Billions have been doled out to banks and automakers. A huge $787 billion stimulus plan is in place. The U.S. Federal Reserve Bank's key lending rate is at zero to 0.25 percent and has nowhere to go but up -- a move few suspect will happen soon.
In recent months, pivotal economic leaders in Europe and the United States have made cautionary remarks about retreating from recovery plans that, in better times, have inflation written all over them. But the word of the day is "stabilization." A few tweaks here and there are in discussion, such as an extension to the popular "Cash for Clunkers" car trade-in program that ran out of cash, but not clunkers, in one week. Otherwise, it's assessment time at the moment.
The clunker program offers consumers up to $4,500 to take an old gas guzzler off the road and buy a new more fuel-efficient vehicle.
Compared to the past year, stabilization is a luxury. But, it still feels like watching a waiter on roller skates arrive with a tray full of drinks held over his head. Nobody wants to make a sudden move while the drinks are arriving or, put another way, while stocks are headed up.
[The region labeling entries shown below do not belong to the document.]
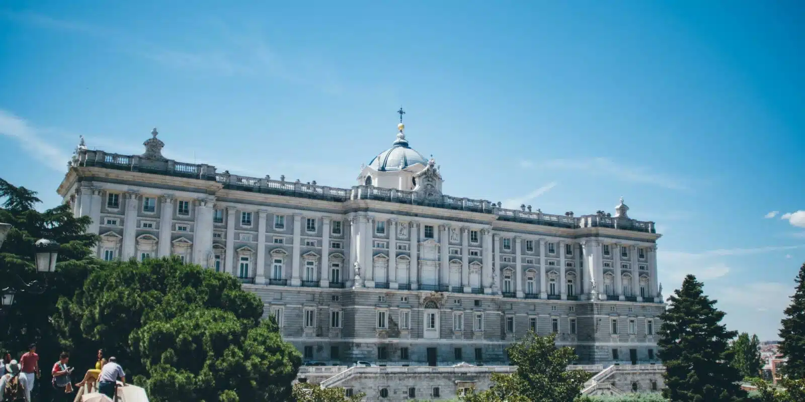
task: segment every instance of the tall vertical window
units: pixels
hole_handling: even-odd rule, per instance
[[[106,207],[107,208],[119,208],[120,207],[120,195],[115,193],[109,193],[106,195]]]
[[[432,225],[424,225],[425,228],[425,239],[433,238],[433,226]]]
[[[251,226],[251,212],[241,212],[241,226]]]
[[[249,260],[248,256],[241,257],[240,273],[238,277],[249,277]]]
[[[190,201],[180,201],[176,207],[179,215],[190,215]]]
[[[154,212],[156,211],[156,199],[153,197],[142,198],[142,211]]]

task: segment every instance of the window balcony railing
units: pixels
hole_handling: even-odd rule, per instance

In editorial cartoon fashion, one of those drinks held over the waiter's head could be labeled the 9.5 percent unemployment rate. Another could be the escalating price of oil. Another could be the growing government debt. Another depressed home prices and foreclosures.
However, "six months ago, the economy was in a nose dive, people were talking about the possibility of another depression, the statistics all suggested a vertical decline. None of that is the situation right now," said White House economic adviser Lawrence Summers Sunday.
Another key White House adviser, Christina Romer, chairman of the Council of Economic Advisers, expressed confidence in the stimulus package that has yet to arrest the rising unemployment rate, but is designed to pump money into projects through 2010. "We absolutely do feel it is working," she said, a clear indication that increased stimulus action is not under consideration.
Some economists worry that stimulus efforts will be diluted by an emerging pattern of saving among U.S. consumers, The New York Times reported Monday.
Saving, which had all but vanished prior to the recession, has risen to 5.2 percent of income and could grow as high as 8 percent, pulling discretionary income out of general circulation. In that case, "the consumer would be a big retardant to the recovery," said Princeton University economics Professor Alan Blinder.
"Predicting consumer behavior over the next year or two is beyond hazardous. There is nothing in the historical record like the boom and bust in house prices that we've just experienced," he said.
In Asia, stocks turned mostly higher Monday. The Nikkei 225 in Japan fell slightly, down 0.04 percent. The Hang Seng index in Hong Kong rose 1.14 percent, while the Singapore Straits Times rose 0.64 percent. The S&P/ASX index in Australia rose 0.46 percent.
In midday trading in Europe, the FTSE 100 in Britain rose 1.48 percent. The DAX 30 in Germany rose 1.63 percent. In France, the CAC 40 gained 1.46 percent, while the broader DJStoxx index rose 1.54 percent.